We investigated the effect of low molecular weight carbon sources such as glycerin, sodium citrate and sodium acetate on the production of glutathione in Saccharomyces cerevisiae BB-01. A medium supplemented with 0.5% of a low molecular weight carbon source such as glycerin and sodium citrate or the like was used in the basic medium of Table 1 containing soy peptone (0.5%), glucose (2%) and sugar (1.5% Of baffle flask containing 100 ml of the medium. The seed culture was inoculated to the above culture medium to a final concentration of 1%, and then cultured at 35 DEG C for 24 hours with shaking at 200 rpm.
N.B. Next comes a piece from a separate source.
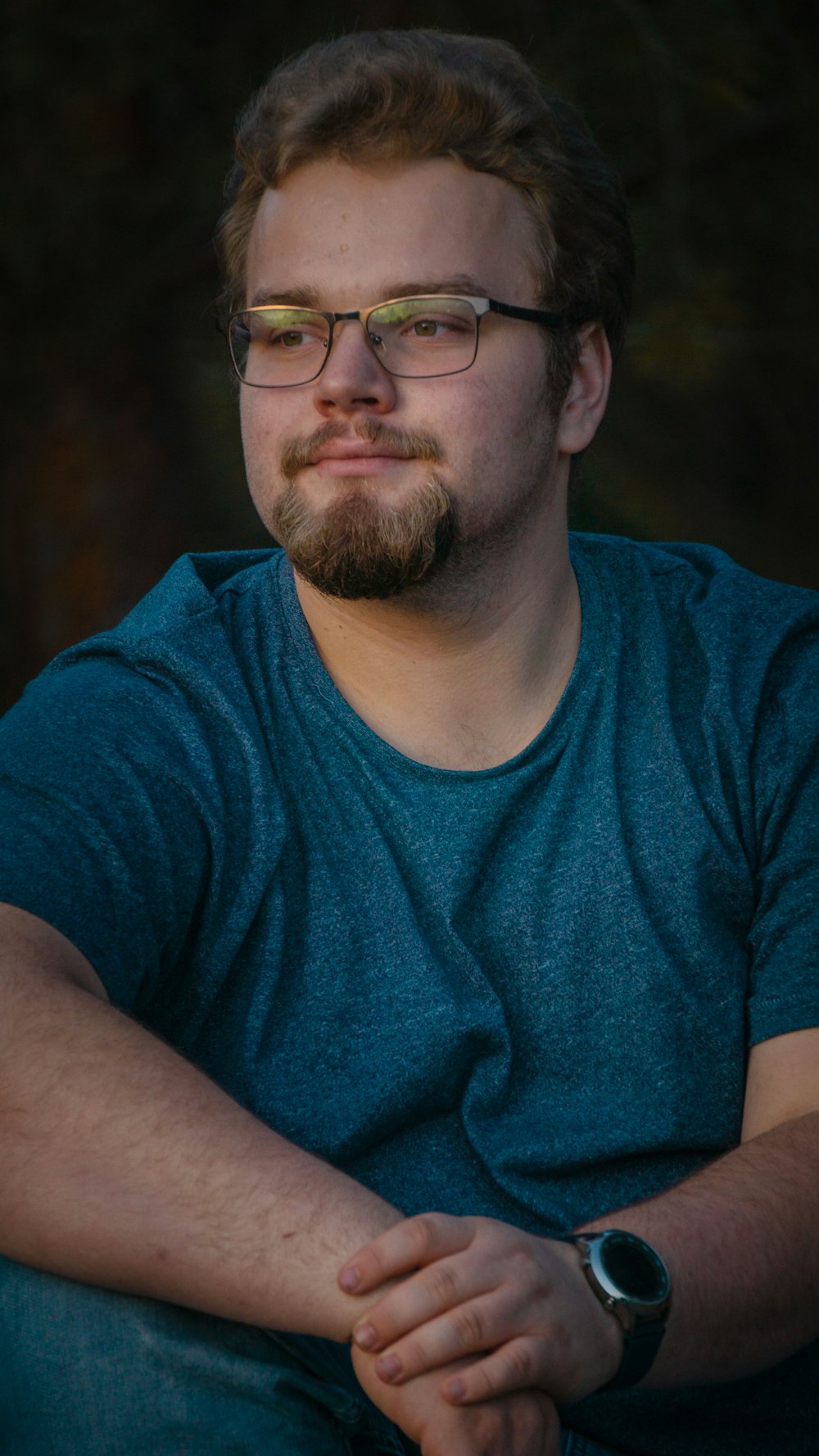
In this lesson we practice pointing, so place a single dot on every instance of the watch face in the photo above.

The cells were recovered by centrifuging the strain (12,000 rpm, 5 minutes), and the amount of glutathione was measured in the same manner as in Example 2 above. As a result, glutathione production was increased when 0.5% sodium citrate, sodium succinate, sodium acetate and glycerin were added when the carbon source having low molecular weight was added, but glutathione production was decreased when sodium lactate and sodium propionate were added. In particular, the addition of sodium citrate (0.5%) and glycerin (0.5%) increased the production of glutathione by about 35 and 26%, respectively. When sodium citrate was added at 0.5%, about 190 mg of glutathione was produced (Table 4). From the above results, it is preferable to use one or two or more selected from the group consisting of sodium citrate, sodium succinate, glycerin and the like for optimal production of glutathione in Saccharomyces cerevisiae BB-01, and its use range is 0.1 -10%, and more preferably in the range of 0.2-5%.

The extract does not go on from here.